El suelo vibraba bajo cada explosión que nos mordía los talones.

—¡Corre! —rugí, empujándola hacia adelante, mientras yo me interponía contra los restos que se desplomaban. Mis garras arrancaban puertas selladas de sus bisagras, y los muros que se venían abajo los apartaba con la fuerza del lobo.

Un grupo de científicos apareció al final del corredor, corriendo como ratas en llamas. Algunos gritaban suplicas, otros se empujaban entre sí. Sus rostros deshechos en terror me miraron… y en sus ojos vi el reflejo del monstruo cubierto de sangre que avanzaba con Sonya.

No dudaron. Se apartaron de nuestro camino, chillando como presas.

El lobo rió dentro de mí.

—Míralos… huyen de ti como de sus propias creaciones.

—¡Cállate! —murmuré con los dientes apretados, arrastrando a Sonya tras de mí.

Otro pasillo se partió en dos frente a nosotros: el suelo cedió, abriéndose en un abismo de fuego. Tomé a Sonya por la cintura, ignorando su protesta, y salté. Mis garras se clavaron en el metal retorcido del otro lado, y la subí conmigo en un solo impulso. Sentí su respiración contra mi cuello, rápida, frenética.

—Aleksander… —murmuró, apenas audible.

No respondí. No podía.

—Tres minutos.

Corrimos por un corredor inclinado, la gravedad misma traicionándonos. Detrás, las paredes se abrían como heridas, lenguas de fuego persiguiéndonos. A cada paso, la base se convertía más en un ataúd en llamas.

Un grupo de criaturas escapadas apareció en la penumbra, sus cuerpos deformes arrastrándose, algunos aullando en un coro demencial. No había tiempo. Las arrollé con mi propio cuerpo, aplastando huesos, sintiendo la sangre caliente salpicar mi rostro.
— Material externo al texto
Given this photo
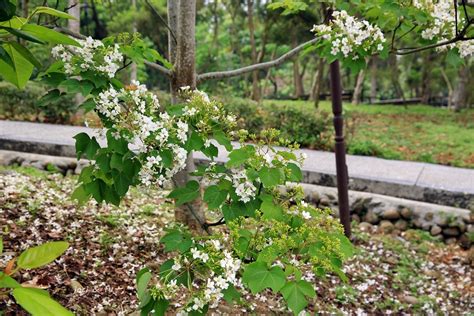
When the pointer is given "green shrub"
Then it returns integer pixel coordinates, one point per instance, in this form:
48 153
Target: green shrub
23 104
309 128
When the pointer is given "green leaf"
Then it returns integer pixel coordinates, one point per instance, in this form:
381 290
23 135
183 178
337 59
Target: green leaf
48 35
26 54
295 173
271 176
160 307
8 282
347 248
88 105
236 209
176 240
187 194
5 57
41 255
21 34
258 277
271 210
53 12
38 304
7 10
211 151
231 294
86 145
143 279
80 195
21 71
195 142
223 140
295 293
50 97
214 196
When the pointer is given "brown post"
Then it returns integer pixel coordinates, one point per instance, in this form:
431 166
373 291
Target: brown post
340 148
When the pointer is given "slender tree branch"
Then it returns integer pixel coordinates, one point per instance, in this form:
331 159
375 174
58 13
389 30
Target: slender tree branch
158 67
150 64
406 33
394 34
456 16
162 20
459 37
265 65
219 222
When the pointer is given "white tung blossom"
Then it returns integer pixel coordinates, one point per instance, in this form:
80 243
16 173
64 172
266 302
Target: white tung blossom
348 34
91 55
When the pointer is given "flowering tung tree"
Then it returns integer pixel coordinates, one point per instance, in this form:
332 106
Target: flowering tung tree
271 234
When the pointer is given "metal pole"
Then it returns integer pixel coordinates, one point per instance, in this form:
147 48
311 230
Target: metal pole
340 148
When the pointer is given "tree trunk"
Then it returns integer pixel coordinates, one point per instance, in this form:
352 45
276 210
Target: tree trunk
450 88
317 83
24 7
255 85
358 87
75 11
395 76
460 94
297 76
373 79
426 78
75 26
184 55
133 66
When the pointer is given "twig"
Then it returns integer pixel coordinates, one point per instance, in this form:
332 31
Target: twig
219 222
162 20
265 65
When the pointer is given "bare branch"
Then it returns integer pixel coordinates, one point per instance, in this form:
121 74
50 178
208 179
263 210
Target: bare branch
265 65
150 64
158 67
460 37
162 20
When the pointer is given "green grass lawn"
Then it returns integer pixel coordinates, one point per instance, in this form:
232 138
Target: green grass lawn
416 132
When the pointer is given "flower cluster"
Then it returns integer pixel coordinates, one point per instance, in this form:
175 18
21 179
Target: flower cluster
244 188
349 36
133 113
92 55
442 26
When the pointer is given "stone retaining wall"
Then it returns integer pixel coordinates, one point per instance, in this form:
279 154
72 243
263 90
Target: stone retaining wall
393 215
371 211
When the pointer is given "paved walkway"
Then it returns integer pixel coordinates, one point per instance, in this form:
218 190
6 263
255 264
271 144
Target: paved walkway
412 180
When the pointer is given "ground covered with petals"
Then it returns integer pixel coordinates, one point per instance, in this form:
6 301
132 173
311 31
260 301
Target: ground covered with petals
412 273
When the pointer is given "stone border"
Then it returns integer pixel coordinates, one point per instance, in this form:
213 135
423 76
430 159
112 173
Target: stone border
392 215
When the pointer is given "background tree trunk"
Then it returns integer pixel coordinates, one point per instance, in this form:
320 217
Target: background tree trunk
426 77
395 76
460 94
133 66
191 214
373 79
75 11
297 76
317 83
358 87
450 88
24 7
75 26
255 85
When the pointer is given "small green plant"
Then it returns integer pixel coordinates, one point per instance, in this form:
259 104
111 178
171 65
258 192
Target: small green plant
34 300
La furia me empujaba hacia adelante, pero mis ojos buscaban siempre a Sonya, asegurándome de que estuviera viva.

—Dos minutos.

Las compuertas de emergencia comenzaron a cerrarse en serie, bajando con estruendo. Una casi nos atrapa; empuje a Sonya primero, y me deslicé bajo la plancha de acero un segundo antes de que cayera, arrancándome jirones de piel en el proceso.

El aire estaba lleno de humo, polvo, y olor a muerte.

Finalmente, una puerta abierta dejó entrar un resplandor helado. La salida. Más allá, la nieve de Alaska brillaba bajo la luna.

Empujé a Sonya adelante. Mis pulmones ardían, mi sangre hervía. Todo el corredor detrás de nosotros rugía, temblaba, desmoronándose como un gigante moribundo.

Con el último aliento, atravesamos el umbral.

El aire nocturno me golpeó el rostro como una bofetada gélida. Sonya tropezó en la nieve, jadeante, sus ojos abiertos de par en par.

Y yo, cubierto en sangre, humo y cenizas, giré para mirar la base.